Stochastic gradient Langevin dynamics (SGLD) is used in the reverse process for sampling/generation. Think about SGLD as a technique that enhances stochastic gradient descent by injecting noise, enabling efficient sampling from complex distributions during the reverse process while aiding convergence to the target posterior.

\[x_t = x_{t-1} + \frac{\delta}{2} \nabla_x \log p(x_{t-1}) + \sqrt{\delta} \epsilon_t, \quad \text{where} \ \epsilon_t \sim \mathcal{N}(0,I)\]

We can understand the SGLD equation better with this example,

Consider the 2D Gaussian distribution $p(x,y) = \frac{1}{2\pi} \exp\left(-\frac{x^2 + y^2}{2}\right)$. Its gradient is $\nabla p(x,y) = p(x,y) \cdot [-x, -y]$, which multiplies the direction by the probability density itself. In contrast, the score function simplifies to $\nabla \log p(x,y) = [-x, -y]$.

At point (3, 0), where $p(3,0) \approx 0.0013$, $\nabla p$ becomes tiny ($[-0.0039, 0]$) because it is scaled by this low probability value, causing vanishing gradients far from the peak. Meanwhile, $\nabla \log p(3,0) = [-3, 0]$ stays strong and grows with distance. This is exactly why diffusion models (like DDPM) learn to predict the score $\nabla \log p$ instead of the raw gradient of $p$.

And finally the model is trained on the $L_2$ loss between the noise added to $x_{t-1}$ (we get from forward diffusion process) $\ \epsilon_t$ and the estimated noise $\epsilon_\theta(x_t, t)$,

\[\left|| \epsilon_{\theta}(x_{t}, t) - \epsilon_t \right||^{2}\]

Imitation Learning Basics Explained

General though behind Imitation Learning is, given an image $o$ we predict the label $a$, using a model $\pi_{\theta}$, and its modelled as $\pi_{\theta}(a \mid o)$ , where $\theta$ represents the model parameters. Imitation learning is almost supervised learning, with a caveat.

In a image classification task the $a$ is the predicted class, and in control problem $a$ is the predicted action. But note that,

In classification task, the input data distribution ($D = {(o_i, a_i)}_{i=1}^n$) follows IID (Independent and identical distribution), which means that the model’s prediction ($a$), doesn’t influence input ($o$).
In contrast to that, in control problem, data distribution doesn’t follow IID, the model’s prediction actively influences the environment ($o$ observation).

Take Away: Our actions influence future observations

Whats the Problem with Imitation Learning?

Now here is the deal, imitation learning, works in practice but doesn’t work in theory. Why?

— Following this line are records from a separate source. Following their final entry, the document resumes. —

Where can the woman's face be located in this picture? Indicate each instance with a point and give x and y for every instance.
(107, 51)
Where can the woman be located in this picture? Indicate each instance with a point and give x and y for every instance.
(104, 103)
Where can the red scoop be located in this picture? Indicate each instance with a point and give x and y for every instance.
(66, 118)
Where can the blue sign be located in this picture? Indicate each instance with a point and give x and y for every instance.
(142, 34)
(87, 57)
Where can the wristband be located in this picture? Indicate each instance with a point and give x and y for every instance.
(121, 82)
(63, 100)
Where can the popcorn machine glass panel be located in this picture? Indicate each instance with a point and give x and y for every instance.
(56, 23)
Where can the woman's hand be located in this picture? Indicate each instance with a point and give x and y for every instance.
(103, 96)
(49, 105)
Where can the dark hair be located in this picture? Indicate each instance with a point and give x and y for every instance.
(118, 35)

Suppose you have a policy ( $\pi_{\theta}$ ) trained on the black trajectory. But when you deploy it in the real world, you observe cumulative drift — small errors over time that eventually lead to a large deviation. As a result, the model follows a completely different trajectory (the red trajectory).

Even though we start from the same initial state as in the training data, future observations depend on the current action (non-IID setting). If the policy makes a small mistake, it leads to a slightly different observation. That new observation may not exist in the training data, causing another small mistake.

Over time, this chain of small errors grows into a large deviation from the original trajectory. So the bottom line is,

\[p_{data}(o_t) \neq p_{\pi_{\theta}}(o_t)\]

Means the “distribution of the observation ($o_t$) in trained data“ is different from “distribution of the observation ($o_t$) when the policy is executed“. This is caused by two reasons,

Non-Markovian Behaviour: The policy’s optimal action depends on history, not just the current observation — i.e. $\pi(a_t \mid o_{t-T_o:t})$ rather than $\pi(a_t \mid o_t)$, here $T_o$ is the window size, and observation is an window of $T_o$ elements ending at $t$.
Multi-modal Behaviour: The same observation $o_t$ can legitimately lead to multiple different valid actions

Diffusion Policy solves both the problems by,

Predicting a sequence of actions, which helps capture non-Markovian behaviour in real-world tasks.

Using Diffusion Models to learn a multi-modal action distribution helps capture Multi-modal Behaviour in demonstrations.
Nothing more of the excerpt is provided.